Gehen oder bleiben? Selten hat diese Frage die Katholiken in Deutschland so bewegt wie heute. Der Vertrauensverlust infolge des Missbrauchsskandals ist immens, der Exodus ungebremst: 2021 kehrten 359.338 Katholikinnen und Katholiken ihrer Kirche den Rücken, deutlich mehr als 2019, als mit 272.771 der bislang höchste Wert gemessen wurde.
Vom Ende der "Volkskirche" ist die Rede. Erstmals gehören weniger als die Hälfte der Bundesbürger einer der großen Kirchen an.

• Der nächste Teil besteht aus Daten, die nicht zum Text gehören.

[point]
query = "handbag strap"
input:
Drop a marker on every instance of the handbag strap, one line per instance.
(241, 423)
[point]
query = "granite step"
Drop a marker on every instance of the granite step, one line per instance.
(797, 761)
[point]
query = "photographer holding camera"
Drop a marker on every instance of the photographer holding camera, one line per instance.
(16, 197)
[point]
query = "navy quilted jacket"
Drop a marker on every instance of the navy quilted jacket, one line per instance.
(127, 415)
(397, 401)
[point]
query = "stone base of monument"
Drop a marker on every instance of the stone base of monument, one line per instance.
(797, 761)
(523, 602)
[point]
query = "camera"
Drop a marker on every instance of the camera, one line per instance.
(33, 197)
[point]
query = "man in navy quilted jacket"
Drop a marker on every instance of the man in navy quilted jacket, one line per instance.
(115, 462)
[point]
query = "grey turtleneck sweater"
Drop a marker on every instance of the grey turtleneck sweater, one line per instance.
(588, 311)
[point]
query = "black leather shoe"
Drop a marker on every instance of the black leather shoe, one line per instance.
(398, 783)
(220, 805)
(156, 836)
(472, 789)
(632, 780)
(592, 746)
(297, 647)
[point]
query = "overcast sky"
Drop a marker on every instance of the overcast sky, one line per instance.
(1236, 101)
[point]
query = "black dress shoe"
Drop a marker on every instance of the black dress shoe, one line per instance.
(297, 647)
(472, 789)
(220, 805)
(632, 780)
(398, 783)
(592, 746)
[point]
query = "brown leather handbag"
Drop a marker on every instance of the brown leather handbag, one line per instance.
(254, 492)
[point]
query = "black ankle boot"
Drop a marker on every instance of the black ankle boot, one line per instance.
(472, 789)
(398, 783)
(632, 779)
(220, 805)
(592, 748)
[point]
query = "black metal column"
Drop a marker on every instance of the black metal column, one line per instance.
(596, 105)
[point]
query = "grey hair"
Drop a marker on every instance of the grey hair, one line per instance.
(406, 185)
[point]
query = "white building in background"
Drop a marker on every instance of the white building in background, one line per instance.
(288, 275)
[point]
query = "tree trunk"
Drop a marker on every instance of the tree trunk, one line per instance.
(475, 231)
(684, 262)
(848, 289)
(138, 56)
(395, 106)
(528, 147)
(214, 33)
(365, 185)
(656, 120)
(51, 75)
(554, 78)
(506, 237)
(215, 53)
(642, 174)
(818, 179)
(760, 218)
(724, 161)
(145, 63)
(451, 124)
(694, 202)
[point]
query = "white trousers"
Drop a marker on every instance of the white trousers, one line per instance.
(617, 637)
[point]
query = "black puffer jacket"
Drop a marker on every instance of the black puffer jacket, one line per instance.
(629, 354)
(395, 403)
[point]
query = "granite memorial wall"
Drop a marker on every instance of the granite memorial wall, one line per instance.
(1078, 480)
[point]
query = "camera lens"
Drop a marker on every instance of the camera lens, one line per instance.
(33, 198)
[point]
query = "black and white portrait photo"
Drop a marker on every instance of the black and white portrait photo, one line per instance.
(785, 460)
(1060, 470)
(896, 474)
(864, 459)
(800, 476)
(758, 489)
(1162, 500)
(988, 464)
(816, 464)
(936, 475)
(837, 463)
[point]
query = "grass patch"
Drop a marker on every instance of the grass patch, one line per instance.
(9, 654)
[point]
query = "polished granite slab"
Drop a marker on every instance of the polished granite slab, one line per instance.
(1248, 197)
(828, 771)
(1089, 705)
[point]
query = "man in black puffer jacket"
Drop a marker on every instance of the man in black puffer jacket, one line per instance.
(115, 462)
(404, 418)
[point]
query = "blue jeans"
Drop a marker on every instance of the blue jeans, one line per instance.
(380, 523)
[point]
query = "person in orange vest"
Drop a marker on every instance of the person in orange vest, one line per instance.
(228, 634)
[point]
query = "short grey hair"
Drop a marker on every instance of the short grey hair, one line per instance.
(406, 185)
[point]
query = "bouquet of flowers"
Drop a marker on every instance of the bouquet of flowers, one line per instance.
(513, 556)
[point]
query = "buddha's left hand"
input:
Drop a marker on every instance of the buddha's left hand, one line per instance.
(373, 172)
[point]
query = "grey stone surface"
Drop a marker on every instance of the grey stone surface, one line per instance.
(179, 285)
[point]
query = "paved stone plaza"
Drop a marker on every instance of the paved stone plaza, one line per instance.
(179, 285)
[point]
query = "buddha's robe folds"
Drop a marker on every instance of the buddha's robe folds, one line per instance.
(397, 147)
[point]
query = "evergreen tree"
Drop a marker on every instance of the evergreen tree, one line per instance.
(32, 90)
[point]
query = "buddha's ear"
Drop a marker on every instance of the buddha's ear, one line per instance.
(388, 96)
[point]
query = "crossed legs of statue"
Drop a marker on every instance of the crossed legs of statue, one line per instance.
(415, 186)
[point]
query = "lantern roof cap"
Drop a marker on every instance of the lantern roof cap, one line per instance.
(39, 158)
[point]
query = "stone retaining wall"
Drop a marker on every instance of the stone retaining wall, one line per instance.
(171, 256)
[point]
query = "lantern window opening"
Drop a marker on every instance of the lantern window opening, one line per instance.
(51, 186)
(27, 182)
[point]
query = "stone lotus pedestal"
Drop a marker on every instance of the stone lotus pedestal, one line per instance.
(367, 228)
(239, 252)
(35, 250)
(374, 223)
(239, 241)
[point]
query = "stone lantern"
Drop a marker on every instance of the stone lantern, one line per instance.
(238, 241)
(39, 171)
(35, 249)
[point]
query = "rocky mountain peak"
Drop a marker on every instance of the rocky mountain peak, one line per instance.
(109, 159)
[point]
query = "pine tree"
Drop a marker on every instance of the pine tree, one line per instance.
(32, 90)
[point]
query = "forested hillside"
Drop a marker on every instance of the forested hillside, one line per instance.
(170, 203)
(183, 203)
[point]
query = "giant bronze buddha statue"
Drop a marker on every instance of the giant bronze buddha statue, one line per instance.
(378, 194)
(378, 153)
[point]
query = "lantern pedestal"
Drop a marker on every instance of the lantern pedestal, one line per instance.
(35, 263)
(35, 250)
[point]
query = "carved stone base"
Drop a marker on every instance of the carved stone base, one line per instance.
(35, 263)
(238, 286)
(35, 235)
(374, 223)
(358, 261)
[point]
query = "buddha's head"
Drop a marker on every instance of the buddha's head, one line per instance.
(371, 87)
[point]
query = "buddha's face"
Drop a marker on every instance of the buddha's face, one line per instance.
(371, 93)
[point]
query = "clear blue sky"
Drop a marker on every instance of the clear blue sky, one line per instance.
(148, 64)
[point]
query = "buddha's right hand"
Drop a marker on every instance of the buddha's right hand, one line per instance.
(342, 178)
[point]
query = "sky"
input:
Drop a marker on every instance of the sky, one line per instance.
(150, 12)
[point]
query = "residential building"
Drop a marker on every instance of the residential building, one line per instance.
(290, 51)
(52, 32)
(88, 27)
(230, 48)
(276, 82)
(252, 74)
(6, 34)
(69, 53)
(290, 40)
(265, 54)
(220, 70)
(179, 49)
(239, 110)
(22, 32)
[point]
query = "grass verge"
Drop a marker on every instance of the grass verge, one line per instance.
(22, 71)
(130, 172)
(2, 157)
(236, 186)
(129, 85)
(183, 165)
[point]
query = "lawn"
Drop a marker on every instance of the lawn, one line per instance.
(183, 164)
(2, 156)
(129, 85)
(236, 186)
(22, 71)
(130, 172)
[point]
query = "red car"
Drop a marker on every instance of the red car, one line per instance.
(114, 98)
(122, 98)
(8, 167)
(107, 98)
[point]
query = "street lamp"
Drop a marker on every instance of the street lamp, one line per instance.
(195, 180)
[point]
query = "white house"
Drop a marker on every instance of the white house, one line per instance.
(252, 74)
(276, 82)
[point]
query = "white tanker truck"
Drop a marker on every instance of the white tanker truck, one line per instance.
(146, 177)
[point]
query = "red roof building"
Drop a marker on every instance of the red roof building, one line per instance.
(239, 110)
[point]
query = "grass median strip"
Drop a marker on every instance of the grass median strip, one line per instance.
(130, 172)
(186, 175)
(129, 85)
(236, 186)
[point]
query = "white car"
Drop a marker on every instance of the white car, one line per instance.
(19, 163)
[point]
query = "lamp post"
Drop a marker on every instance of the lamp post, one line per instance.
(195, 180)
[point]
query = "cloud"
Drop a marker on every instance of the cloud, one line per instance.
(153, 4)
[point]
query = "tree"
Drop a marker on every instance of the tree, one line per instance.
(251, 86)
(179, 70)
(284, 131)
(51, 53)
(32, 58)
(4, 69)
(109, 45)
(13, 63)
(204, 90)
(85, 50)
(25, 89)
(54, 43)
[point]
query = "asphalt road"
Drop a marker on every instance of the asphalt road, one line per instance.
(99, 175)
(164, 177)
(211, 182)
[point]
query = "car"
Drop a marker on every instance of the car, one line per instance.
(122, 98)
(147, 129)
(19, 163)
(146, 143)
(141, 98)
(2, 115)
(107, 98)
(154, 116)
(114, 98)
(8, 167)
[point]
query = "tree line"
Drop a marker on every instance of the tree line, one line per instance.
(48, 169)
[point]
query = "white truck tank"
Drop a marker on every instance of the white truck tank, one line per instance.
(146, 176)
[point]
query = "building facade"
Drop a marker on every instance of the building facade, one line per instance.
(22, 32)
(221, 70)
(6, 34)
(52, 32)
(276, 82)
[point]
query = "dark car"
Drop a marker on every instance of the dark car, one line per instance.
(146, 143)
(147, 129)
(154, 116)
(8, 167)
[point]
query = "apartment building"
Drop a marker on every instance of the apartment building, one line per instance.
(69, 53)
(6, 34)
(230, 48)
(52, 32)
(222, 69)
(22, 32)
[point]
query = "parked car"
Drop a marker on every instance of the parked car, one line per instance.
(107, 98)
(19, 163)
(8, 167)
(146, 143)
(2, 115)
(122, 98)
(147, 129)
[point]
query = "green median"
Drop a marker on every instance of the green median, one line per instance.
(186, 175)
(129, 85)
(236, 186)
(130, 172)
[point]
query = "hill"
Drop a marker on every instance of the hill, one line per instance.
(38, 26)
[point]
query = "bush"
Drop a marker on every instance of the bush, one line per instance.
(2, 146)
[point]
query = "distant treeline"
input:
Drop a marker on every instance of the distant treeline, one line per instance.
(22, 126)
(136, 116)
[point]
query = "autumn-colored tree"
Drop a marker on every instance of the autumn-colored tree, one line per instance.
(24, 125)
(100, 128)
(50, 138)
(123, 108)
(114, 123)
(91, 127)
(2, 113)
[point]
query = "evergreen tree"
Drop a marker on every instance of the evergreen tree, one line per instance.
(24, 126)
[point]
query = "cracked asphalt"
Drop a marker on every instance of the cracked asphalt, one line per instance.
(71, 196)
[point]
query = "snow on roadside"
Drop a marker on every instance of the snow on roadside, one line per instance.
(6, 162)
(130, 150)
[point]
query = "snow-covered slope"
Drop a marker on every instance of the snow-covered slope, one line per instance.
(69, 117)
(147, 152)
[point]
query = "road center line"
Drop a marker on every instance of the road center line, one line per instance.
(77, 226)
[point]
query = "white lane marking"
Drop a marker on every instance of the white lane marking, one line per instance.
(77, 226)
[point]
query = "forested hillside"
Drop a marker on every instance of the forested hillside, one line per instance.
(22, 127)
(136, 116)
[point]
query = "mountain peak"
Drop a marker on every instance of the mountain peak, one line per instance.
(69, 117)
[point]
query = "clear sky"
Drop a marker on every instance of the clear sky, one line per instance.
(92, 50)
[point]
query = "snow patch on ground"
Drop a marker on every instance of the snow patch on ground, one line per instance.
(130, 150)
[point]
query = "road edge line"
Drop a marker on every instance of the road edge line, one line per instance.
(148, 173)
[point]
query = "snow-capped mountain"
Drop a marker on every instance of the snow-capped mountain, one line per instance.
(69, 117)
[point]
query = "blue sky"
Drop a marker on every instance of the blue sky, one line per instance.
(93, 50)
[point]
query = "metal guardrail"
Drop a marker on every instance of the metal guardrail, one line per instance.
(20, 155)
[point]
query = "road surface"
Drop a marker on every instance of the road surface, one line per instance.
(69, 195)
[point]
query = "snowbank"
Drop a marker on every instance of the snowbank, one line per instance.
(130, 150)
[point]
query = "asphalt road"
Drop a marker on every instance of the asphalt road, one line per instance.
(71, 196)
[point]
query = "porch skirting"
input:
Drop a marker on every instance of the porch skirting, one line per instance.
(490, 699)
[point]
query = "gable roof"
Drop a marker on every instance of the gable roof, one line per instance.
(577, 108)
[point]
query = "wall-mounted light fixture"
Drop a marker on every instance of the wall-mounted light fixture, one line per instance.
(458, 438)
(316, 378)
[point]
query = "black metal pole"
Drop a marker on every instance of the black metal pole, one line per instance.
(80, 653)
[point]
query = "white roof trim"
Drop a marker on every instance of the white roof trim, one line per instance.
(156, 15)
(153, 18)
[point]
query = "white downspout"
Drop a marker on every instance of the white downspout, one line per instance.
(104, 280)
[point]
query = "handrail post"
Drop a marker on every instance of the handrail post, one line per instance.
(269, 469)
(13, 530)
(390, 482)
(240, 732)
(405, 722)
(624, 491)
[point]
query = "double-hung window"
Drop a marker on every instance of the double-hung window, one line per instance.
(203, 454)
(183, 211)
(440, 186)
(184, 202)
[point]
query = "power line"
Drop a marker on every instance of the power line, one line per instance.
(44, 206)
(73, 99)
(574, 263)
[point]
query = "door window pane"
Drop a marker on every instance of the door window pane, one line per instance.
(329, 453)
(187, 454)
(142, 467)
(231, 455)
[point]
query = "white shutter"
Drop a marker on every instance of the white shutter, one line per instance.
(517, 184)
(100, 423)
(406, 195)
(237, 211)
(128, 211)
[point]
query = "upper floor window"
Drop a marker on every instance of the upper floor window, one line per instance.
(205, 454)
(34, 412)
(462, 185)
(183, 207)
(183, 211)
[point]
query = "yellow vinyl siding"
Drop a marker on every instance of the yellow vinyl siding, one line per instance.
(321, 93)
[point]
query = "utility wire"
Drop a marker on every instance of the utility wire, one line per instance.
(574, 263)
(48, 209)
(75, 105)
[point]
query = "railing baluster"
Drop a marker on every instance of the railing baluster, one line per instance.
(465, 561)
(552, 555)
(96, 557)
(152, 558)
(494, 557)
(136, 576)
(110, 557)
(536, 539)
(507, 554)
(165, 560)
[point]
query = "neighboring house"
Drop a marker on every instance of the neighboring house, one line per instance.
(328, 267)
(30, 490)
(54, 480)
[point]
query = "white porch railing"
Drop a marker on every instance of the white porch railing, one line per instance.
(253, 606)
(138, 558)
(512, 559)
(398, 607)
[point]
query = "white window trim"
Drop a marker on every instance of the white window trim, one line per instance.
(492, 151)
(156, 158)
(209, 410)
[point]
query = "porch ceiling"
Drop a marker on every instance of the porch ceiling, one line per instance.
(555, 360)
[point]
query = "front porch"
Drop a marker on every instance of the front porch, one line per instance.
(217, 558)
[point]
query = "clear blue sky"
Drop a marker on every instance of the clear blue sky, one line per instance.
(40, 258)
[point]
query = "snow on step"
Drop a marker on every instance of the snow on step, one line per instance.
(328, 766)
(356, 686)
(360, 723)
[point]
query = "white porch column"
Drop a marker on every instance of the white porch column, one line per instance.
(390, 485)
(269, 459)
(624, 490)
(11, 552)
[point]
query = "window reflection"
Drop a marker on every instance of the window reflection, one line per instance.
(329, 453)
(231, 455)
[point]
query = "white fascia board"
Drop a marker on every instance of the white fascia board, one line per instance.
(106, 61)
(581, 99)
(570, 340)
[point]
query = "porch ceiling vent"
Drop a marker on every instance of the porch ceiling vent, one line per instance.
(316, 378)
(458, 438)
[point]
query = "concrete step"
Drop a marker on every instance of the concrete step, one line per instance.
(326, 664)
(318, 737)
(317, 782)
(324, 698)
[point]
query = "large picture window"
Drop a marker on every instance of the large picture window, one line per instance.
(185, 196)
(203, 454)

Säkularisierung schreitet voran
Aus Sicht des Bonner Kirchenhistorikers Christoph Kösters schreitet die Entkirchlichung zwar gegenwärtig rasend schnell voran. Allerdings habe die Krise schon viel früher begonnen. Es gebe langfristige gesellschaftliche Kräfte der Säkularisierung, Pluralisierung und Individualisierung. So sank der Gottesdienstbesuch bereits seit Ende des Ersten Weltkriegs, als noch mehr als 50 Prozent der Katholiken regelmäßig an der Sonntagsmesse teilnahmen. Heute sind es unter 4,3 Prozent.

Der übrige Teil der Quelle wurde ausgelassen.